総務省からの委託に基づいて進められたもので、8日、都内のビルで報道関係者向けに実験の様子が紹介された。
自律走行ロボ「Cuboidくん」
実験では、ソフトバンクの開発したロボット「Cuboid(キューボイド)くん」が活躍する。
Cuboidくんには、LTE対応のモバイルルーター、Wi-Fi、LPWA(今回はLTE Cat.M-1)を搭載。さらに人の呼吸まで検知できるという人感センサーを搭載することで、近くにいる人を検知し、衝突を避けながらフロアを行き来できる。またLiDARセンサーで周辺をマッピングして、自律走行に役立てる。
さまざまなセンサーを備えるCuboidくんがビルの中を巡回。またサービス付き高齢者住宅であれば居住する人へ、オフィスビルであれば働く人へ荷物を配達する。
実験の肝はエレベーターとの連携
荷物を届けるためには、地下や1Fで荷物を受け取ったCuboidくんが、別のフロアの届け先へ移動する必要がある。
そこで利用するのがエレベーター。人ならば、エレベーターの操作はお手の物だが、ロボットにとっては、扉が開いている間に乗降すること、はたまた閉まっている扉を壁と間違えないようにすること、行き先の階を指定すること、衝突しないことといった課題をひとつひとつクリアする必要がある。
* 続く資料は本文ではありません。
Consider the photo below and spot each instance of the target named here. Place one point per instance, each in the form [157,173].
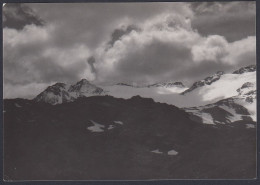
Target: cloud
[16,15]
[212,48]
[168,48]
[233,20]
[30,56]
[130,42]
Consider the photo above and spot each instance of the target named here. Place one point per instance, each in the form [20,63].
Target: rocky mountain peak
[246,69]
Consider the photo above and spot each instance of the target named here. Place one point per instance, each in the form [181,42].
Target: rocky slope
[106,138]
[62,93]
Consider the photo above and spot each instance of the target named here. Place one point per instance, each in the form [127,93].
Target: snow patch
[96,127]
[207,118]
[17,105]
[172,152]
[110,127]
[250,126]
[119,122]
[157,151]
[235,116]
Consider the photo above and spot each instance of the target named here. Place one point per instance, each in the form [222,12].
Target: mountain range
[125,132]
[225,93]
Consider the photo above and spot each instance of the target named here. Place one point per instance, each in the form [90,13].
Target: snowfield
[223,88]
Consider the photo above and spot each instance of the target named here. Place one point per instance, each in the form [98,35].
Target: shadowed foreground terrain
[106,138]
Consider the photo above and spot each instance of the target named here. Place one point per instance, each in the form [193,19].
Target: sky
[108,43]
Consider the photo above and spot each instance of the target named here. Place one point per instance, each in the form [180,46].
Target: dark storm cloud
[93,23]
[118,33]
[233,20]
[156,61]
[18,15]
[91,62]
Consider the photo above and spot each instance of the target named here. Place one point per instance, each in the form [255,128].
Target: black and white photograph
[129,91]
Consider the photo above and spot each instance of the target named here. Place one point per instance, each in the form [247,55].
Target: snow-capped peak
[246,69]
[168,84]
[61,92]
[206,81]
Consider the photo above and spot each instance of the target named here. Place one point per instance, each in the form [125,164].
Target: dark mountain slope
[105,138]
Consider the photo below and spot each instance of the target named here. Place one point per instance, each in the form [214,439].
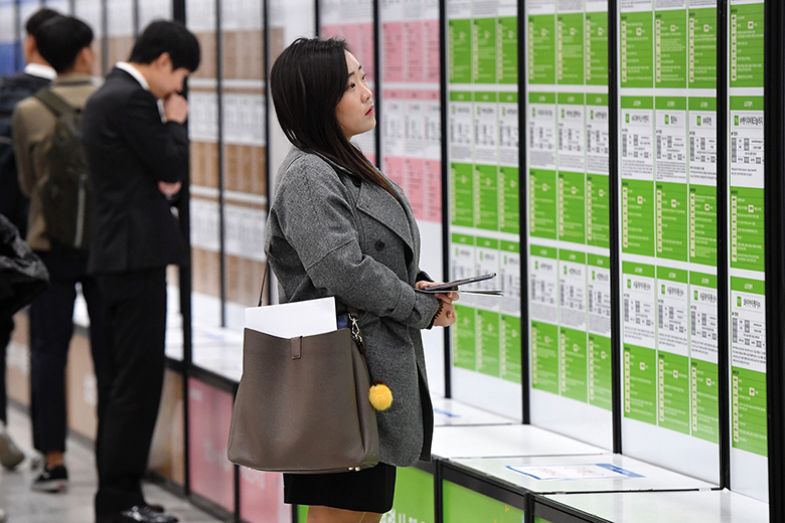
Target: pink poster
[411,113]
[261,497]
[210,414]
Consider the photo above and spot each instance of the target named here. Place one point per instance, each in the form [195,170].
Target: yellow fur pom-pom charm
[380,397]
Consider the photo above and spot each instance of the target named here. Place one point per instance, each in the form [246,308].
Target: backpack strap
[54,102]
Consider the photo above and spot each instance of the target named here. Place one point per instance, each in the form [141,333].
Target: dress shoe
[144,514]
[52,480]
[10,455]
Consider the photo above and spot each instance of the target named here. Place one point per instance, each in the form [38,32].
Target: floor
[76,505]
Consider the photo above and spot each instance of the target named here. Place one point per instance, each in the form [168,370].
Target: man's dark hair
[61,39]
[38,19]
[164,36]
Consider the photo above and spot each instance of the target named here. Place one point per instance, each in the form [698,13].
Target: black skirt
[369,490]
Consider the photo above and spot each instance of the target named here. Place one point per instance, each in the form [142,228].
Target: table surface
[489,441]
[669,507]
[569,474]
[448,412]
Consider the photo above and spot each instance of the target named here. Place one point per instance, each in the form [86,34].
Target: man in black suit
[137,157]
[13,204]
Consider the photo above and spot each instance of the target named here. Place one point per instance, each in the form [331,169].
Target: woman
[338,227]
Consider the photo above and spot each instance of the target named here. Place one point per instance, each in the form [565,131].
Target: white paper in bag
[289,320]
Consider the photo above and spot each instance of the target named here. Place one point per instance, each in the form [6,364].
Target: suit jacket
[129,150]
[331,234]
[13,89]
[33,126]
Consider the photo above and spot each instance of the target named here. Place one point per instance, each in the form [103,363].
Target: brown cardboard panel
[232,154]
[206,272]
[99,53]
[277,43]
[244,280]
[252,45]
[81,388]
[204,164]
[230,50]
[167,450]
[119,48]
[207,67]
[17,378]
[196,163]
[232,274]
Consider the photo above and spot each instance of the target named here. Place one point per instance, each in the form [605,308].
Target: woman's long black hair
[307,81]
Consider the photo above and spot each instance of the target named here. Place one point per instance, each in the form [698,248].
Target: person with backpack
[53,174]
[13,205]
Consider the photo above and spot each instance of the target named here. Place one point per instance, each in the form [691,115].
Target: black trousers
[134,371]
[6,328]
[51,329]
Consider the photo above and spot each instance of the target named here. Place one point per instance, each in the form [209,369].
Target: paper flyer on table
[574,472]
[289,320]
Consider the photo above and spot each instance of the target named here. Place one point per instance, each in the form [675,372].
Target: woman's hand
[446,316]
[447,298]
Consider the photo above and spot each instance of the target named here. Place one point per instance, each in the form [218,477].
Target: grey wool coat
[331,234]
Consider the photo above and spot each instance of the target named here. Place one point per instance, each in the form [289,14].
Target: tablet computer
[454,285]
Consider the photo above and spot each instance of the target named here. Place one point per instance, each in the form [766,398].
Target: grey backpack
[65,196]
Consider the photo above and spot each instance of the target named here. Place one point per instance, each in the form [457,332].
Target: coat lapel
[384,208]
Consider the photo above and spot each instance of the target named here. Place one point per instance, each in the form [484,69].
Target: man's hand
[447,297]
[446,317]
[175,108]
[169,189]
今回、WCPでは、三菱電機ビルテクノサービスと協力。エレベーターのインターフェイス装置を用意し、Cuboidくんから行き先のフロアを伝える。このインターフェイス装置は三菱電機ビルテクノサービスのオリジナルで、標準化されたものではないとのこと。
実験で乗り越えた壁
Cuboidくんは、今回、Cat.M-1方式のLPWA通信を活用。これは、エレベーター内で通信が途切れる可能性に備えたものだったが、担当者によれば実験が行われた環境(都内のオフィスビルと別の場所にあるサービス付き高齢者住宅)はエレベーター内の通信環境が良好で、一般的なLTE通信でも問題はなかったとコメント。
とはいえエレベーター内の通信環境は、常に安定しているとは言えない。当初、Cuboidくんと、エレベーターのインターフェイス装置とのやり取りは一度だけという設定だったが、実験を進めてみると通信に失敗するケースがあることも判明。そこでチューニングの一環として再送処理を含めるようにして解決した。
またロボットにとって、エレベーターの自動ドアは閉じている状態では壁と認識しがち。何も工夫しなければ通過することすら難しくなるため、チューニングが必要だったそう。
さらにエレベーターの乗降にもある程度時間はかかるため、その間扉を開け続ける要求をインターフェイス側へ送信する必要もあった。しかし、エレベーター側で開け続けられるのは最長3分まで。あまり悠長にもできず、自律走行する上での速度設定や安全な動き方などのバランスの取り方も、ノウハウとしての収穫になった。
WCPでは、具体的な商用化の時期は明らかにしていないが、少子高齢化社会の中で、特に地方での生産性向上などを見据えていくという。